There's a lot of activity in the blogosphere about new FTC rules for disclosure, which take effect December 1. Although the rules are targeted at larger fish than the micro editions that appear in my posts, I believe full disclosure is generally a good idea. So here's mine.

Through my activity as a reviewer for furthernoise.org, I occasionally get unsolicited promotional materials, usually CDs but occasionally vinyl (which, for the record, I can't play) or downloads. Presumably record labels send out more review CDs than they get reviews, because I get more CDs than I can review for furthernoise.org's publication every two months; the remainder are reviewed here as time permits.
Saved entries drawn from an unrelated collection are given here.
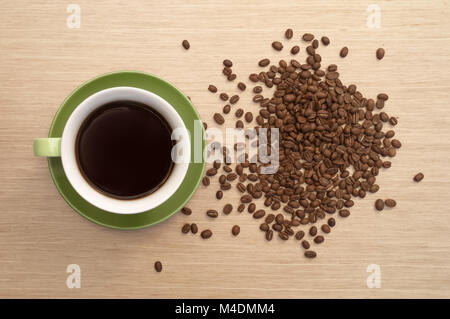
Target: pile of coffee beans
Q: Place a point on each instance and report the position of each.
(333, 144)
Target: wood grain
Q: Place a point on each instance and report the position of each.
(43, 61)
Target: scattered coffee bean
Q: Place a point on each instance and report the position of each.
(235, 230)
(305, 244)
(186, 44)
(206, 181)
(186, 210)
(277, 45)
(308, 37)
(212, 88)
(299, 235)
(259, 214)
(186, 228)
(380, 53)
(212, 213)
(218, 118)
(343, 53)
(326, 228)
(227, 63)
(206, 234)
(344, 213)
(227, 209)
(325, 40)
(226, 109)
(418, 177)
(264, 62)
(234, 99)
(379, 204)
(289, 33)
(319, 239)
(158, 266)
(390, 202)
(248, 117)
(223, 96)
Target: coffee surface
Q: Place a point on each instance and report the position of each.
(124, 148)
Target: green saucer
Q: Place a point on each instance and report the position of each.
(155, 85)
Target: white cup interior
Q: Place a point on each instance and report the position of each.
(100, 200)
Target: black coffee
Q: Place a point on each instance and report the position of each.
(124, 148)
Sometimes artists contact me via email, either from furthernoise.org, mailing lists where I hang out, or through this blog (I'm never sure which) and ask whether I would be interested in reviewing their material; sometimes but not always I accept. Most often I write about albums that I purchase with my own funds, the stated goal of this blog from its alpha post. In the future I will add the label "promo" to posts indicating that I received the music for promotional consideration, and as time permits I'll add the same label to past reviews. Note that all of the reviews I've published in furthernoise.org were promotional CDs or downloads.

I have never received a promotional copy of a book, although my Bruford article a while back prompted an offer from another rock biography publisher (which I declined). I'd like to say that I've bought every book I've reviewed here, but most of the academic ones are very expensive, fortunately available at the University of Arizona's music library.